ONNX Support
It seems that this model does not support ONNX which is required by Transformers.js npm library
import { pipeline } from "@huggingface/transformers";
const pipe = await pipeline(
"text-generation",
"ibm-granite/granite-4.0-h-small",
);
const output = await pipe("Once upon a time, there was", {
temperature: 0,
max_new_tokens: 20,
});
error:
Error: Could not locate file: "https://huggingface.co/ibm-granite/granite-4.0-h-small/resolve/main/onnx/model.onnx".
at handleError (webpack://huggingface/transformers/src/utils/hub.js:282:1)
at getModelFile (webpack://huggingface/transformers/src/utils/hub.js:555:1)
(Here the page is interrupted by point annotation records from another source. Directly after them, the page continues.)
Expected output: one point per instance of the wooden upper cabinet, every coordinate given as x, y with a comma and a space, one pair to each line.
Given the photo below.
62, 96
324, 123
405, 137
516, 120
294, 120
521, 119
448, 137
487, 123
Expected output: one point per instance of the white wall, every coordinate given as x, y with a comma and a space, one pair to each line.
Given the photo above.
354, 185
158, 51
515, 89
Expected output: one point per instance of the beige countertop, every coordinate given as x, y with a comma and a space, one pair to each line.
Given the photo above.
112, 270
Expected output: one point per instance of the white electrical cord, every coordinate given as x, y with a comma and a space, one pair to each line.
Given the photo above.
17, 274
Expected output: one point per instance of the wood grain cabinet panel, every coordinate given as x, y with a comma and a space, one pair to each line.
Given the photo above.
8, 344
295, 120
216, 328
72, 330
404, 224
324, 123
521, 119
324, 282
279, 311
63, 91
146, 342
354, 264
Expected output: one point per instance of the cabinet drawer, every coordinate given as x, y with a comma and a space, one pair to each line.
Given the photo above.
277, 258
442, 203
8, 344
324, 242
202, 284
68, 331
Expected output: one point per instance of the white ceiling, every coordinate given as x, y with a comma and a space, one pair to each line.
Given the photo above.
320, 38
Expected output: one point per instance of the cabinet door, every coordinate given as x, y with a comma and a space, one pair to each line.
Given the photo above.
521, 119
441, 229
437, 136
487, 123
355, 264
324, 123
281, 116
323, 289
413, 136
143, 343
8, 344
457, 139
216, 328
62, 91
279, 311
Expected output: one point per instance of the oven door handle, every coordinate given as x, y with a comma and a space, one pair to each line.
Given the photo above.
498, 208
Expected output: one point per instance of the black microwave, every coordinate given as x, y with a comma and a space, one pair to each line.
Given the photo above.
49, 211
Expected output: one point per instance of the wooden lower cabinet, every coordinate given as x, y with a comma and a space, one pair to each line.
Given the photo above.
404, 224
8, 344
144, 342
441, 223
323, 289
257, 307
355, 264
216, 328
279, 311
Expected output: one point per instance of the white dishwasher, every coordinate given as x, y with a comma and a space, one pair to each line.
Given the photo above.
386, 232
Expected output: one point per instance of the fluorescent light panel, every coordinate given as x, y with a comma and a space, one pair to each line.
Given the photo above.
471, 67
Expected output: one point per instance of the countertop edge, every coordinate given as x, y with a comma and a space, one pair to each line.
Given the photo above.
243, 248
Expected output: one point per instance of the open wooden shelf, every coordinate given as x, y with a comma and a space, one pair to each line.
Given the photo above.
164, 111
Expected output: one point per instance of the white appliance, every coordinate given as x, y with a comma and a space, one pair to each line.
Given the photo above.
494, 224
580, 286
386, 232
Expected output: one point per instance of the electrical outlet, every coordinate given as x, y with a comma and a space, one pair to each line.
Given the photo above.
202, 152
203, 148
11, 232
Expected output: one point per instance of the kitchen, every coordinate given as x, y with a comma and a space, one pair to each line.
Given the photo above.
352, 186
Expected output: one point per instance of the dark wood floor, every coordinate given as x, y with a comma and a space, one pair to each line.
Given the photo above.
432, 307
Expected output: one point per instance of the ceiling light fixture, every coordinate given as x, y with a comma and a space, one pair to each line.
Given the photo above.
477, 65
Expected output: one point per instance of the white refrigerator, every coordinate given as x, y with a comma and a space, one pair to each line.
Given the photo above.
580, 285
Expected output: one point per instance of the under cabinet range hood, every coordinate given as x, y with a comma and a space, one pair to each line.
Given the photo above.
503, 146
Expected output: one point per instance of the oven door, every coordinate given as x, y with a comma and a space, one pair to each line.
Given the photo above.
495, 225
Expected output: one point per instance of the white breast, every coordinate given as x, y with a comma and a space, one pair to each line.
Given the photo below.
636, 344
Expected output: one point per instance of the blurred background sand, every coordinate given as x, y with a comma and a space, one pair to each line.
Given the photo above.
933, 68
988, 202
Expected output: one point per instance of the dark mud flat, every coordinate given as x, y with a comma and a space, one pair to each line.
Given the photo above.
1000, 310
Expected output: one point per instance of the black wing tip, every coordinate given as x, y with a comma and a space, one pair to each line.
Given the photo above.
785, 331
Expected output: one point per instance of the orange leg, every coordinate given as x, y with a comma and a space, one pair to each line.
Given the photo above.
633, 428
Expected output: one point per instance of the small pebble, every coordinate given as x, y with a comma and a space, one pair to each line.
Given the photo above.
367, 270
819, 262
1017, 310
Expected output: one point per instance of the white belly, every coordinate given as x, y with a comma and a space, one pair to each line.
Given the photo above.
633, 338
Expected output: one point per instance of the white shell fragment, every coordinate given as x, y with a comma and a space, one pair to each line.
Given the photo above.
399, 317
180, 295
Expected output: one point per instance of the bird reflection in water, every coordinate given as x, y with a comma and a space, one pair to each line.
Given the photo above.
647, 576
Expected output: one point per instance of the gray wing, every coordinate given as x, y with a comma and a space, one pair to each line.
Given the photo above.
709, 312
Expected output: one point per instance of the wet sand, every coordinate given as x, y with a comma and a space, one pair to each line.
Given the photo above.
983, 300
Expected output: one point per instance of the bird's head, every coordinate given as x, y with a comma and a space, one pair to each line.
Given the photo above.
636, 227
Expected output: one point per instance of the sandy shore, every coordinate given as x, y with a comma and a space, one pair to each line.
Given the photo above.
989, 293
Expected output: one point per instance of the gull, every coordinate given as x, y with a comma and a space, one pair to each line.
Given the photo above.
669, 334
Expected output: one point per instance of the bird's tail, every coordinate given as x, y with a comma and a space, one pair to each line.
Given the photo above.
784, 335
at process.processTicksAndRejections (node:internal/process/task_queues:105:5)
at async getSession (webpack://huggingface/transformers/src/models.js:336:1)
at async <anonymous> (webpack://huggingface/transformers/src/models.js:353:71)
at async Promise.all (index 0)
at async constructSessions (webpack://huggingface/transformers/src/models.js:351:1)
at async Promise.all (index 0)
at async GraniteMoeHybridForCausalLM.from_pretrained (webpack://huggingface/transformers/src/models.js:1145:1)
at async AutoModelForCausalLM.from_pretrained (webpack://huggingface/transformers/src/models.js:7903:1)
Hi @jose-biescas ! You're correct that this model does not have native ONNX support. That's true for two reasons:
- The models in this org are each only a single format, so putting
model.onnxinside this model would double the download size unless the user knows to only download thesafetensorsormodel.onnxdepending on their use case. - These hybrid-recurrent models rely on core operations that are not fully implemented in ONNX.
Reason (1) will stick around, but once (2) is solved, we'll have ONNX versions available in different model repos. We keep most of our other format conversions in the Granite Quantized Models collection, though that isn't a particularly accurate name for non-quantized format conversions and we don't currently have official ONNX conversions. Currently, the best place to find ONNX conversions is in onnx-community: https://huggingface.co/models?search=onnx-community/granite.
As for the status of (2), there has been some significant progress made by @Xenova . Last I checked, he had most of the core operations working, but there was a WebGPU bug preventing some of them from running on the GPU. There is a converted version of the smallest hybrid model available here: https://huggingface.co/onnx-community/granite-4.0-h-350m-ONNX. You can experiment with this to ensure that the architecture runs for you.
Hey! Thank you for the thorough explanation! I appreciate the alternative and I’ll definitely give it a try. And good luck, love the work that’s being put into Granite.
@jose-biescas
I touched base with
@Xenova
and he's now got two more ONNX converted models up with smaller sizes that should fit well with transformers.js:
Just note that you'd need to use Transformers.js v4 to run the models efficiently on WebGPU! https://github.com/huggingface/transformers.js/pull/1382
(You can install via this PR/source, or wait a couple weeks until we put out our first dev NPM release)